Most of the New Yorker’s cartoons are not very political, but this is a technicality, as you say. A few are. They are better than most.
The Economist, at least in Canada, has long featured caricatures and political humour by Kal. Some are clever. He’s a good artist.
Political cartoons used to be somewhat prominent and celebrated. Maybe they still are, but I could name several twenty years ago, and few these days. People are too touchy these days.
Calvin and Hobbes is still the highest rated comic. It was stopped while still good. The decision not to license merchandise is perhaps unusual these days, but served the author’s artistic wishes.
I’d suggest that’s more due to the audience who still reads newspapers. The same messaging is available online now, thought admittedly not as much in comic form. But I think that’s more the medium. Political cartoons feel kinda old when we have political videos and Tweets.
Well, that’s the theory. In practice, there are some questions–like why Exxon is a top-10 holding in S&P’s ESG 500 index. Or Procter & Gamble, or JP Morgan. It’s hard to think of any industry that belongs less on an ESG list than petroleum, and yet there they are:
Not sure about this–I’ve heard “he’s Charlie Brown trying to kick the football” in business, describing someone who is trying the same thing over and over, only to fail yet again. But in fairness, I’ve heard it infrequently. Though it does always make the point, and everybody understands it.
That means that it’s a Peanuts-related reference that has endured somewhat, but what @Exapno_Mapcase seemed to be referring to was that Schulz had run out of memorable ideas decades before he ended the strip.
The “football gag” was one that was created very early in Peanuts history, dating back to a strip from November, 1951 (though the first time that Lucy did it to Charlie Brown, it was in a 1952 strip).
I think Chip came after Gizmo and is the default “computer guy” these days.

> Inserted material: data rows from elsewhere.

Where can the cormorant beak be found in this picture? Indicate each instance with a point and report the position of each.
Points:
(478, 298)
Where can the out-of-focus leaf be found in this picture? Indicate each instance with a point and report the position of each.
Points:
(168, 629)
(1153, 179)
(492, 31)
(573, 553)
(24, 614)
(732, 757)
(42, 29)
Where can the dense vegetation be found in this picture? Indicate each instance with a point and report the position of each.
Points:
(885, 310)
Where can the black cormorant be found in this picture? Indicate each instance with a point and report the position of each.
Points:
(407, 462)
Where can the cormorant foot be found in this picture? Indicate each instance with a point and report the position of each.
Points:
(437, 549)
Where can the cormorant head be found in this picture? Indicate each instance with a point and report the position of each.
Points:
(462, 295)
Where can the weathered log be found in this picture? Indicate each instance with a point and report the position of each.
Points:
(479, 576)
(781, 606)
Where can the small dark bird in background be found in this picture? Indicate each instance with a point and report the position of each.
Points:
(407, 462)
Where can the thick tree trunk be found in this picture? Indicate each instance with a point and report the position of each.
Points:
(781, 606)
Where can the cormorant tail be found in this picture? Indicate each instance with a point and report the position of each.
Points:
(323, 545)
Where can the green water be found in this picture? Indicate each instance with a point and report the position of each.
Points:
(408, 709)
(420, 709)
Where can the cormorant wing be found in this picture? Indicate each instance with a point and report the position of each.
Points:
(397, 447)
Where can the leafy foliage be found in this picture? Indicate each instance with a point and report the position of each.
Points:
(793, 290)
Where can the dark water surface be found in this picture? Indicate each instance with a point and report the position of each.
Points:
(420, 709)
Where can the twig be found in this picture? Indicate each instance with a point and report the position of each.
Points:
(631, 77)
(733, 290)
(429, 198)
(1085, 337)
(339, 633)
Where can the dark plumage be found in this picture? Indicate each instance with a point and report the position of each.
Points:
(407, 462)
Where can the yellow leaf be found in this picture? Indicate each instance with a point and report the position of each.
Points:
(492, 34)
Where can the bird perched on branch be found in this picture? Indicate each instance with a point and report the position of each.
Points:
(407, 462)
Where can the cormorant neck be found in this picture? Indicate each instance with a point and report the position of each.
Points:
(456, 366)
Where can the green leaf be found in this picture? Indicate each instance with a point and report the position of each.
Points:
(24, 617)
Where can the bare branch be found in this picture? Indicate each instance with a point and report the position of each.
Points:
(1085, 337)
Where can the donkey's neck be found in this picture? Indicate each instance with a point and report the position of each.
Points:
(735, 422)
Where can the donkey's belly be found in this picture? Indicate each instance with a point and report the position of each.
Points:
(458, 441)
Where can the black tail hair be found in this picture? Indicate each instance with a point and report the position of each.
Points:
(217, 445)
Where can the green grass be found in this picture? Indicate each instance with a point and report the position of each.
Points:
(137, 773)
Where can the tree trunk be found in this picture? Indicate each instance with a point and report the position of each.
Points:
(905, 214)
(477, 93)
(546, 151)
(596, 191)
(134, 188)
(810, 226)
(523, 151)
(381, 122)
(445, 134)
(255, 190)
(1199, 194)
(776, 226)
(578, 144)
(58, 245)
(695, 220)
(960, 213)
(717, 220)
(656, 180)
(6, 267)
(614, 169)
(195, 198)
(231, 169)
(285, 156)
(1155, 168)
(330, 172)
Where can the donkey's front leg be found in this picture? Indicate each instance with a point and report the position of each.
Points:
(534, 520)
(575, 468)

I only know this by reading the Comics Curmudgeon blog versus giving a shit about Beetle Bailey.
As @kenobi_65 pointed out, “in the last several decades” is the important qualifier here. As far as I can tell, all of the characters, ideas, and situations that everyone remembers came in the earlier years of the strip (50’s, 60’s, and 70’s?).
Schulz did try to focus on some newer characters and ideas in the later years of the strip, like (Lucy and Linus’s little brother) Rerun and his penchant for drawing “underground comics,” and Snoopy’s siblings (especially Spike, who lived in the desert and talked to a cactus), but I don’t think any of them were particularly successful or memorable.
I’ve noticed a tendency for long-running comic strips to drop a lot of the characters from their early days. Garfield, for example, has mainly been Garfield, Odie, Jon, & Liz for the last 10+ years. Pearls Before Swine never shows Guard Duck anymore, nor that cat that was an international arms dealer (I don’t remember his name). And usually, there’s nothing new to replace what got dropped.
Heaven forbid anyone invest in industries that make living better, or that corporations invest their monies in the environment or in upgrading internal structures for the future rather than worrying about short term ROI like the rest of Wall Street. Why, the next thing you know, individuals will be buying stock in a game company they believe in, while creating huge losses for companies selling that stock short (I’m still wondering how there could be more short-sells out there than actual shares of stocks.)
So Waterson was ESG before ESG was. His decisions were for the good of the art, not chasing the all-mighty buck. And I don’t think there is any debate about that strip being art!
For me, it was back when he endorsed affirmations. I couldn’t take Addams seriously once I knew he believed in psychic powers. I realized he was dumber than the characters he was making fun of.
I still read Dilbert (online, because who needs paper) because I think it’s funny. But probably not the way the author thinks. It pokes fun at conservatives for their incredulity and lack of self awareness.
The ESG jokes point out the latest fear-mongering of the Right. All the while implicitly advocating the Left’s concern that ESG is actually greenwashing the real issues.
The Crocs and Zeeba Neighba hardly ever show up anymore as well. But I suppose there’s only so many ways you can show “Crocs is stupeed” without repeating. But speaking of repeating, ever since the lockdown, far too many strips have been “Pig’s life, or life in general, sucks”. That strip is definitely on the downhill side.